"I need to broaden my horizons"
About this Quote
"I need to broaden my horizons" is the kind of self-diagnosis that sounds brave while quietly admitting a rut. Coming from a working musician like Trevor Dunn, it reads less like a motivational poster and more like a practical survival tactic. Music careers can calcify fast: you get hired for a sound, a vibe, a reliable set of instincts, and the industry rewards you for repeating the version of yourself that already sells. The line pushes back on that gentle trap.
The phrasing matters. "Need" isn’t curiosity; it’s pressure. It suggests that staying put has started to feel dangerous, even if it’s comfortable. And "broaden" is tellingly modest. He’s not claiming reinvention or rebirth, the usual pop-mythology of the artist. He’s talking about widening the frame: taking in new scenes, new collaborators, new techniques, maybe even genres that would confuse the audience who thinks they already know what he is. Horizons are also visual metaphors, implying distance and scale; you broaden them by moving, by travel, by risk.
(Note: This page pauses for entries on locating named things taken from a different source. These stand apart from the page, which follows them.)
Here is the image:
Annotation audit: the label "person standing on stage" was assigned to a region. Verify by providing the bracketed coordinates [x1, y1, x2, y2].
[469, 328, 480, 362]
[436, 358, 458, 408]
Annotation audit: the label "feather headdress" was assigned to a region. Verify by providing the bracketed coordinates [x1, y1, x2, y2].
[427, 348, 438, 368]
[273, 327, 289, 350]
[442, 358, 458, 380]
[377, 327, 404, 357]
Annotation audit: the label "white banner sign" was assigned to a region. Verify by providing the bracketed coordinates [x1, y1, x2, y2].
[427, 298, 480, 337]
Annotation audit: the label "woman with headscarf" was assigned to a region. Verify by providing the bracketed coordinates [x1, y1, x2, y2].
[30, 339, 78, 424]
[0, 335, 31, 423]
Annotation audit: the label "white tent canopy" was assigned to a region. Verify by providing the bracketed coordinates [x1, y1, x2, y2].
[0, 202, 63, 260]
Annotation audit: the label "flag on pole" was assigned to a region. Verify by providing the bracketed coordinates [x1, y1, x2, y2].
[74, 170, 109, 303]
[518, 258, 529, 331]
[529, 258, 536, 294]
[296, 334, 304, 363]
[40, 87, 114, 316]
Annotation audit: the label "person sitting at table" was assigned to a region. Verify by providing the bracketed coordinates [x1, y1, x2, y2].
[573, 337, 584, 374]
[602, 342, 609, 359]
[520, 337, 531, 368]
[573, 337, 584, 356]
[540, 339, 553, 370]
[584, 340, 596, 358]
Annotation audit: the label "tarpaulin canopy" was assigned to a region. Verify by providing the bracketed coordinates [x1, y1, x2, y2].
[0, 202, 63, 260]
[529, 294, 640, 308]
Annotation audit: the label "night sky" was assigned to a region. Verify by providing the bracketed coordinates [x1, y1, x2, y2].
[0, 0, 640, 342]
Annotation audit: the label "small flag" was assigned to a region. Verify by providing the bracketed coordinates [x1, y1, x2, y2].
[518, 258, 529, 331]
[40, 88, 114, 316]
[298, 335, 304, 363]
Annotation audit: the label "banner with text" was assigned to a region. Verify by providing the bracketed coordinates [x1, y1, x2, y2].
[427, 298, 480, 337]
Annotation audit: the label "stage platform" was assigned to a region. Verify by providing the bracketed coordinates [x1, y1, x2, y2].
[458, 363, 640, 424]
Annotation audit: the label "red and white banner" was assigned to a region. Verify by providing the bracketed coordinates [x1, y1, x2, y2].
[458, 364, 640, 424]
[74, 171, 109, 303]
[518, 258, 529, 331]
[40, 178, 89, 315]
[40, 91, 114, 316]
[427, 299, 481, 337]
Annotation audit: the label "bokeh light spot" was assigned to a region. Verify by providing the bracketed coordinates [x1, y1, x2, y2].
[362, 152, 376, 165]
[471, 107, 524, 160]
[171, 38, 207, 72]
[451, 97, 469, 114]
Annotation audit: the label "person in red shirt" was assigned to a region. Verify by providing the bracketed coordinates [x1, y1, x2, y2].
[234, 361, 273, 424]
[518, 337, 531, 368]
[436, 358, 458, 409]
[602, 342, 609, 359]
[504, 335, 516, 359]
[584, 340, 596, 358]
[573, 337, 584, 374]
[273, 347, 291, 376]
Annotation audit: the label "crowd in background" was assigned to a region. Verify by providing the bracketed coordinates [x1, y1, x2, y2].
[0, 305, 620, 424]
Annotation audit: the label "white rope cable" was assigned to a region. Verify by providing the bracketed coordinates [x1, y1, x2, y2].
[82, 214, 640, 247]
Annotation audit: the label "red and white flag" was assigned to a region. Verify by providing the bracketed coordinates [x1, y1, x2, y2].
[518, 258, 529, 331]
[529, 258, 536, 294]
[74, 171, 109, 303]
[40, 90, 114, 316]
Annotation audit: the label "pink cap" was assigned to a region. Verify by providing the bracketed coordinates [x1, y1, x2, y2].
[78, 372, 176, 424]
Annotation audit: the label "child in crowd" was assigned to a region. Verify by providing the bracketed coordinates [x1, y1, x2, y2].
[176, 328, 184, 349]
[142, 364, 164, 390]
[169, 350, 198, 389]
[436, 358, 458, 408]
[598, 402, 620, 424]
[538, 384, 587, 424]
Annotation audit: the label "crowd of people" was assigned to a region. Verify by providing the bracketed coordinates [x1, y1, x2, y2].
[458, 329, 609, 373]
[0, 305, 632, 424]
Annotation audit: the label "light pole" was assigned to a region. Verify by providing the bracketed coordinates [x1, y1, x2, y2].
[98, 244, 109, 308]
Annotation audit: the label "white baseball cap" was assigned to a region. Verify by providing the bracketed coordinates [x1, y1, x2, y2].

There’s subtext here about humility, too. To broaden your horizons is to admit your current ones are limited - by taste, by habit, by fear of looking amateur again. For a seasoned musician, that’s the hard part: choosing to be a beginner on purpose. In a culture that treats artistic identity like a brand, the sentence is quietly radical. It argues that the point isn’t to protect the brand; it’s to keep the instrument - and the person - responsive.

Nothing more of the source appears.